For child support purposes, the court probably will not double dip and treat the lottery winnings as both an asset to be divided and income stream upon which to calculate child support guidelines. Doing so would result in the ludicrous scenario of you paying, for example, 20% of $1.5 billion every year (half of which is already earmarked for your ex-spouse in this hypothetical settlement) for a small child who certainly doesn't need lavish boats and vacations! Instead, here is where you, your spouse, and your lawyers have some wiggle room to be creative. Perhaps consider establishing a trust for each of your children that pays out a certain amount for educational, medical, extracurricular and other reasonable living expenses, in lieu of the traditional child support payments that would otherwise be calculated using your $1.5 billion windfall. Anyone seeking alimony after receiving half of a $1.5 billion windfall probably shouldn't hold their breath. That's because Iowa Code Section 598.21A requires the court to consider such factors as the financial resources of the parties and the earning capacity of the spouses when determining alimony. When such financial resources and earning capacities exceed that party's need, then the court will not award alimony.

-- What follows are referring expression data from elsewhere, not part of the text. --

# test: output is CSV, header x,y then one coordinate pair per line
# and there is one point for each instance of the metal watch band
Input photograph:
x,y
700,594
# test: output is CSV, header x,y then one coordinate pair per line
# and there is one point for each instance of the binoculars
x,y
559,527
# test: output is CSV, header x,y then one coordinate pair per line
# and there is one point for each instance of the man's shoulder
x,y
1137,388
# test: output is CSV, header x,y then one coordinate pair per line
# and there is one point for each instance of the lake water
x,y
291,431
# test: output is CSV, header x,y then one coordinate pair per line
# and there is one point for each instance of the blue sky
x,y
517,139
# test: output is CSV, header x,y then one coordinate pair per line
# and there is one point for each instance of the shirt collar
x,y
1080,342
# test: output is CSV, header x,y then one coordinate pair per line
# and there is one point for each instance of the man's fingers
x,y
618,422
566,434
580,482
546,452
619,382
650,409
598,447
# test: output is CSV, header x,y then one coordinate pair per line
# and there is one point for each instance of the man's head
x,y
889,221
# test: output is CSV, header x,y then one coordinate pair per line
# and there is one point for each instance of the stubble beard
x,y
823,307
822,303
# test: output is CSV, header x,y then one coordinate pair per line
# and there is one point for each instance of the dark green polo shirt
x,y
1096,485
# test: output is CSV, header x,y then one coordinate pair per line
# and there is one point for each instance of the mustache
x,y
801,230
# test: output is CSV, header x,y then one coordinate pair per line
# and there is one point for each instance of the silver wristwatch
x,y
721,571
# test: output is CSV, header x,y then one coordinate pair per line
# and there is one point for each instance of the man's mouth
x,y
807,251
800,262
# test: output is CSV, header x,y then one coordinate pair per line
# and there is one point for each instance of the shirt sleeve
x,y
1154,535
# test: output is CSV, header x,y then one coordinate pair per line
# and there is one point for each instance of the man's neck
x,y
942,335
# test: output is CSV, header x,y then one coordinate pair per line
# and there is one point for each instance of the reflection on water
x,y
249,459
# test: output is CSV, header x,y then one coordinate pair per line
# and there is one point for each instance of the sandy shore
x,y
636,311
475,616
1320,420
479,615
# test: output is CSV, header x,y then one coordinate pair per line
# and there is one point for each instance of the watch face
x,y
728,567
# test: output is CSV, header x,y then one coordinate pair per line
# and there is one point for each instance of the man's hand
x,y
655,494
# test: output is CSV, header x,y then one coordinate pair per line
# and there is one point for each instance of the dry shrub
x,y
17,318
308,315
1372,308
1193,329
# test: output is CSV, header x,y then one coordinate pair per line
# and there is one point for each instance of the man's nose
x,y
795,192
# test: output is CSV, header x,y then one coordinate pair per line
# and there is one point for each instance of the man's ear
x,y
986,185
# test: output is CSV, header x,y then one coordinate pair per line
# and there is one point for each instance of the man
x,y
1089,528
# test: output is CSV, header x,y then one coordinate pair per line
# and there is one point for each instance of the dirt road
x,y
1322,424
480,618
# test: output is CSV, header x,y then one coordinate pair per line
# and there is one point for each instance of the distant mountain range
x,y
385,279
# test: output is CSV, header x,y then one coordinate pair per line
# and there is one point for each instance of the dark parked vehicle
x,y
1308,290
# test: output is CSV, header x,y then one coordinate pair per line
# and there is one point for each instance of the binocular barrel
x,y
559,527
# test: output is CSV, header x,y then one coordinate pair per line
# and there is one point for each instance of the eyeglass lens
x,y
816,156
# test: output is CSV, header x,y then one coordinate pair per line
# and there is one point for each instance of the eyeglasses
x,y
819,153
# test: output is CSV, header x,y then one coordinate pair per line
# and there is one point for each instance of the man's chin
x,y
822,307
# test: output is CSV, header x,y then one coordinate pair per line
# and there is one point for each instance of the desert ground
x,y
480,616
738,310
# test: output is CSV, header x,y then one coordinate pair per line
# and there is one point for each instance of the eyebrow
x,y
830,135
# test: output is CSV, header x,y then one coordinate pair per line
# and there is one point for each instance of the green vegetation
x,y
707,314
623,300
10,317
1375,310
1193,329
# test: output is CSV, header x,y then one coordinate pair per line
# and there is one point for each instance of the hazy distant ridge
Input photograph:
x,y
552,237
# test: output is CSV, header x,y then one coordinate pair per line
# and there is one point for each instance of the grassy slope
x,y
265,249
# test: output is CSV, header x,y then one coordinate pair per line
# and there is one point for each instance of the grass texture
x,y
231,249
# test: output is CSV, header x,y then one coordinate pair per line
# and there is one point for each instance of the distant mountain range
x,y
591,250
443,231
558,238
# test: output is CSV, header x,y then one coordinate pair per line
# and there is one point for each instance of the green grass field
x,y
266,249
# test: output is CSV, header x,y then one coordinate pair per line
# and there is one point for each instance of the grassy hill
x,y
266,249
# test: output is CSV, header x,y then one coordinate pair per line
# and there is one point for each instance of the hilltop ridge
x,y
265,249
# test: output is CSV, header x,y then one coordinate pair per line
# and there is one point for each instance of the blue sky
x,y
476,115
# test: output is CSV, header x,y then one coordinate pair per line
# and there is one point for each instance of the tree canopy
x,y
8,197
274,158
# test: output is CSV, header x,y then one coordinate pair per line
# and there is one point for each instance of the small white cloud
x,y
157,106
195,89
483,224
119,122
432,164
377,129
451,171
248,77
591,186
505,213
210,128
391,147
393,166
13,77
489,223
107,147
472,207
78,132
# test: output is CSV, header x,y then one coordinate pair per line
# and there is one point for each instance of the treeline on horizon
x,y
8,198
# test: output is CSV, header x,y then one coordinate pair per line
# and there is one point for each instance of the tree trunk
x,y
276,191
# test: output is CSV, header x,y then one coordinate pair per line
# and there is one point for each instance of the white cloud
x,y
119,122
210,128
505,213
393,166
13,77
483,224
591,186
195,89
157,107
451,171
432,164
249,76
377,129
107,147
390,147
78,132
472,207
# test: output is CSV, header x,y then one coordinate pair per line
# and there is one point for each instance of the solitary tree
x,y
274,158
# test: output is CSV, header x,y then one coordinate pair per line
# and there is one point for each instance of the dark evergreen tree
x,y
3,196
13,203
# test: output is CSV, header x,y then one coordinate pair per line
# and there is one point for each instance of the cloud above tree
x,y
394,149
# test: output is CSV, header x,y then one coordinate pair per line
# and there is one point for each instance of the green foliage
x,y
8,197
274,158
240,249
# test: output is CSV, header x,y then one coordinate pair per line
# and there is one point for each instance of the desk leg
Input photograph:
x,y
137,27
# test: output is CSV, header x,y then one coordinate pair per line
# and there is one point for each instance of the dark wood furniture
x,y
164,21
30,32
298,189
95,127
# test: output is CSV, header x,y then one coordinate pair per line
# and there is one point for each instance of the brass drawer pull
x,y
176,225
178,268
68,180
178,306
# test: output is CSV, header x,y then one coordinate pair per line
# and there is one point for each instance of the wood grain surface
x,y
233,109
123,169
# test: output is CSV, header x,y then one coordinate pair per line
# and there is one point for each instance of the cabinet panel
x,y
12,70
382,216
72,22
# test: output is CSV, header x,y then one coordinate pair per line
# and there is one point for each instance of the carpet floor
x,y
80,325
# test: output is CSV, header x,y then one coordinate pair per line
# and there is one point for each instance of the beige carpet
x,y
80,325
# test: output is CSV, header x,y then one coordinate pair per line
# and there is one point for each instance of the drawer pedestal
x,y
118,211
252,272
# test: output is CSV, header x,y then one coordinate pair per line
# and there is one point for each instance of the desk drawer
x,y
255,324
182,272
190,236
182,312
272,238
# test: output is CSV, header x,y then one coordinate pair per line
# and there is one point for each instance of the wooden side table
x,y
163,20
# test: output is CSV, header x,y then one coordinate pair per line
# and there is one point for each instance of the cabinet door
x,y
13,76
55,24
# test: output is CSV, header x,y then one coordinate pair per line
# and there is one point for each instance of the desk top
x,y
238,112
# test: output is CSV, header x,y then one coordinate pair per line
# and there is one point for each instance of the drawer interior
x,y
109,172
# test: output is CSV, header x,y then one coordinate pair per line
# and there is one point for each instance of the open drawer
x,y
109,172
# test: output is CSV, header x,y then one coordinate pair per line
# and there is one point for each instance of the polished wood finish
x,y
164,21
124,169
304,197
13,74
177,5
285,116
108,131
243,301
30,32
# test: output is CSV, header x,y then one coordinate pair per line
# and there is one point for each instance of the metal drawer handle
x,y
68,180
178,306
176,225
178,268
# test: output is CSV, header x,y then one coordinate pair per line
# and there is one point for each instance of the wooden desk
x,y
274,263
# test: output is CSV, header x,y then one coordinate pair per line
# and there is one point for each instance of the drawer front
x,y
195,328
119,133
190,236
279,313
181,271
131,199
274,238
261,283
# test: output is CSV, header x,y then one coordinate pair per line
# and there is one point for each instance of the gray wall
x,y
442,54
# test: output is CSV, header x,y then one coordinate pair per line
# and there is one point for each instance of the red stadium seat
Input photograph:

The parties' assets and the value thereof are generally set in stone on the date of the divorce and such property divisions are non-modifiable in Iowa. Therefore, if your divorce was finalized a month ago and you win the Powerball tonight, the winnings are probably going to be yours in their entirety (except for the portion that you are forced to share with Uncle Sam).
But remember that ex-spouse who you divorced a month ago? He or she could request that child support be modified to reflect your increased income. And even if you aren't already in the throes of a divorce and if you happen to defy the very miniscule odds of winning the Powerball jackpot according to financial guru Dave Ramsey, the divorce rate among lottery winners is four times the national average and you have a 65% chance of going bankrupt within 15 years.
The material in this blog is not intended, nor should it be construed or relied upon, as legal advice. Please consult with an attorney if specific legal information is needed.